I was thinking of $10 a bunny with their little going home package. What would be a good fair price for Netherland dwarf/Holland Lop mix babies?


----------



## bethlaf (May 26, 2004)

awsooooo waskally wabit breeder, the price you have is fair, but if you advertise rabbits between 10 and 20, you can sell the more desirable ones higher

at easter I sold NZW for 10 each and satins at 15, Someone would always want one of my "special" rabbits and they were always more expensive, the i wasnt reallt planning on selling her speech works well......... and I always have a few I would have kept for breeding if they didnt sell...............we even sold a breeding session or two for 10 bucks (pun intended)

You can always drop the price, but raising it is hard to do, BTW, my rabbits were sold with just a quart bag of food........ dont give away your profit, by dressing the deal up with food and instructions, why not build a couple small hutches and sell the whole deal for 25-45 dollars........ the profit margin just went way up.




Just some thoughts _Neal





qtkitty said:


> We have 4 baby Netherland Dwarf/ Holland Lop babies .. right now they are only 4 weeks, so they still have atleast another 2 weeks with us.
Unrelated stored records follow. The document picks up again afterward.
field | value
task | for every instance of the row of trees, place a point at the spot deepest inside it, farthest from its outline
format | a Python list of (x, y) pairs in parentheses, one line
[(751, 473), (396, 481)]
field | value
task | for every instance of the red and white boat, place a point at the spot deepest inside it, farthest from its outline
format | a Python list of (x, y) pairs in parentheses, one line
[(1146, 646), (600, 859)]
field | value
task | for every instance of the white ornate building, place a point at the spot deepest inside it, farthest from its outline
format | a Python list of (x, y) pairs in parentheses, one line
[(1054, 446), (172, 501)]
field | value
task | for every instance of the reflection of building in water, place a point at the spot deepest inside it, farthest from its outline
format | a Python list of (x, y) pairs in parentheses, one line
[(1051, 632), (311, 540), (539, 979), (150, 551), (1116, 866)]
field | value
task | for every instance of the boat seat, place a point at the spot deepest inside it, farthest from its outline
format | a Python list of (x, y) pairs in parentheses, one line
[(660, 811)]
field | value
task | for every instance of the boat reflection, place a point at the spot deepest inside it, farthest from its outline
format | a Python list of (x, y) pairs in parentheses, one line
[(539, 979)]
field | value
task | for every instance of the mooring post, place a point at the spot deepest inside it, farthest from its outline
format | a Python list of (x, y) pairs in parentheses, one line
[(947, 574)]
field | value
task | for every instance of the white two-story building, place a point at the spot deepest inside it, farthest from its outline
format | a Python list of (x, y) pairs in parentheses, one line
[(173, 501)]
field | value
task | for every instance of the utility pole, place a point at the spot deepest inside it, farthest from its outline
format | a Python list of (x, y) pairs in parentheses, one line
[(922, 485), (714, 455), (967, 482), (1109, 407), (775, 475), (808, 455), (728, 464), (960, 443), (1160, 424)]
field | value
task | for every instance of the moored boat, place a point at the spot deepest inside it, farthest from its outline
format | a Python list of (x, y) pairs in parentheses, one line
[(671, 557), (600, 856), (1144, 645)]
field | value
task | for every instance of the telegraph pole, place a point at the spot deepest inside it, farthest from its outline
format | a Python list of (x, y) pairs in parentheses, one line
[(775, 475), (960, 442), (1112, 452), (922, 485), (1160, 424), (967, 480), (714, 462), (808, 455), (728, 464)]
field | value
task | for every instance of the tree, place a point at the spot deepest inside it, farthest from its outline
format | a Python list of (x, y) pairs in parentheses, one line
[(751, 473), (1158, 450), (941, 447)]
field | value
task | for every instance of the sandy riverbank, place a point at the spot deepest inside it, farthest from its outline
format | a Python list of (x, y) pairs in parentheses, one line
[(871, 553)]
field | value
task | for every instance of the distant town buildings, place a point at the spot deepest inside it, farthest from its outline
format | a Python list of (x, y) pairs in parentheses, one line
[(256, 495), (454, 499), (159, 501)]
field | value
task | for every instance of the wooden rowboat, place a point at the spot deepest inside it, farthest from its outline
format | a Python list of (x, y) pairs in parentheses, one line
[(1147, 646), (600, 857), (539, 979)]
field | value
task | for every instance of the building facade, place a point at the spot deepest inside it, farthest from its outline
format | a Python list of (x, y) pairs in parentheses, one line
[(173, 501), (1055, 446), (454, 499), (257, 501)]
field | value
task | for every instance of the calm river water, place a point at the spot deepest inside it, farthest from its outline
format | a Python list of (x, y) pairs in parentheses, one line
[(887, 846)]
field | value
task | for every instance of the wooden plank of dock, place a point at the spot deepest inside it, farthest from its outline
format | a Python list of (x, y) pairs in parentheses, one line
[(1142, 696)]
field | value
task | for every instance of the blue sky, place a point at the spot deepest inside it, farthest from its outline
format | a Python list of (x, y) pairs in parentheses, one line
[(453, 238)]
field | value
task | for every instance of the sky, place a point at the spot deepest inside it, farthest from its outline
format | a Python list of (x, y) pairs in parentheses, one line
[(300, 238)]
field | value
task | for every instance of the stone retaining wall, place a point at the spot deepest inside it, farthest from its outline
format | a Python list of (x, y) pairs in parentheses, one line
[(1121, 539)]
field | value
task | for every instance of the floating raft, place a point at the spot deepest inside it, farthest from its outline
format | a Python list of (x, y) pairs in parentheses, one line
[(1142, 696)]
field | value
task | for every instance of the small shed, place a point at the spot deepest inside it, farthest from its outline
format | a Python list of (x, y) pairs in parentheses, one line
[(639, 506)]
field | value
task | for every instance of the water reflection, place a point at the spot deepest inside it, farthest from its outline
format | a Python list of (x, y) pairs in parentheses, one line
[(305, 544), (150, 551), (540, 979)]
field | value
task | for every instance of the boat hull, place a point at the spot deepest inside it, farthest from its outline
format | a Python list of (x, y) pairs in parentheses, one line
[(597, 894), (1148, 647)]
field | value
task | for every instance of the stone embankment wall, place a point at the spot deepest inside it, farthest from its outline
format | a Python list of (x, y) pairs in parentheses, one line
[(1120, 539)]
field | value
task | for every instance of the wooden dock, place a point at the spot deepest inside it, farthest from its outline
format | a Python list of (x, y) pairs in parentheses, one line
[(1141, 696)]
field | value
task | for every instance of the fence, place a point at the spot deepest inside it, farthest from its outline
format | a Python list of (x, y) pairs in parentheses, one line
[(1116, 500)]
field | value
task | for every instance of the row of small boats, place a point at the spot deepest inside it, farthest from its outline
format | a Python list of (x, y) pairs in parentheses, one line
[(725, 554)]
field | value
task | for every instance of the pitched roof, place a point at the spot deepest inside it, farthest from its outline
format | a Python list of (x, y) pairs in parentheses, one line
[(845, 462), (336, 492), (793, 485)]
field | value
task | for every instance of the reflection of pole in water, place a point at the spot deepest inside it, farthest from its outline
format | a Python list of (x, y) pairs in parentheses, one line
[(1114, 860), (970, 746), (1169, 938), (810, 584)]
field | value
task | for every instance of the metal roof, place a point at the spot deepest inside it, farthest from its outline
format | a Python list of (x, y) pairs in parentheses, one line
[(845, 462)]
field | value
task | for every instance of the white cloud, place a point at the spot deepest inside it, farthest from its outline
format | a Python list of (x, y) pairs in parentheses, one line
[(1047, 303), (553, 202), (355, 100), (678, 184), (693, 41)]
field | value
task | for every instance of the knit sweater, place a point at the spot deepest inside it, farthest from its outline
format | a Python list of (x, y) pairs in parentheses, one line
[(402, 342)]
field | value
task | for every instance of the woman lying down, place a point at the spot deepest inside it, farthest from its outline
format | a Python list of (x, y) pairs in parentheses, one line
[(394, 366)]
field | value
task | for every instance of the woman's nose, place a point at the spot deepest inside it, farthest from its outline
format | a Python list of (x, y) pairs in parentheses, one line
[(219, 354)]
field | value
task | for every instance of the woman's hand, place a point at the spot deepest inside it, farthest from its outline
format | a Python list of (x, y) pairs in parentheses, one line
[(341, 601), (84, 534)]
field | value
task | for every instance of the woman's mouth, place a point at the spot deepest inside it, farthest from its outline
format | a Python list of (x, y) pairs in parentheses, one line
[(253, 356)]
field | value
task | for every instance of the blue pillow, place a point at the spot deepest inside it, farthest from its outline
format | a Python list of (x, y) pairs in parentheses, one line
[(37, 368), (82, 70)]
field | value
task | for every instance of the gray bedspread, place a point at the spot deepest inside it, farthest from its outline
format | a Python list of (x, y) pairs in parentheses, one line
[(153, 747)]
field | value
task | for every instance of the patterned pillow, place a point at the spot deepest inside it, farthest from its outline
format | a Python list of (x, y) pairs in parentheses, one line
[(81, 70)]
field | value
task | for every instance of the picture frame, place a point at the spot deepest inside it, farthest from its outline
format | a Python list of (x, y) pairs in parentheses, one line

The last time we had babies the petstore we got our bunnies from sold them for us. They wanted to pay $5 per bunny, but i got them talked up to $10 if any of them did not sell then i would come pick them up and refund the cost. Needless to say they sold for $29.95 a peice.
> 
> We have since moved and i will be selling these babies on my own. I was thinking of also giving a gallon bag of 19% pelleted food,some alfalfa horse pellets, and a big hunk of an Orchard Grass with each baby. Oh and a care sheet. I figure that will get the new owners off with a good start, since rabbit food in the grocery store is $5 for a teeny bag of "junk".
> 
> I was thinking of $10 a bunny with their little going home package. What would be a good fair price for Netherland dwarf/Holland Lop mix babies?


----------



## qtkitty (Apr 17, 2005)

bethlaf ~ That's a good idea. Or perhaps Selling the rabbits and a caresheet .. and offering a good starter deal of food and perhaps a hutch. 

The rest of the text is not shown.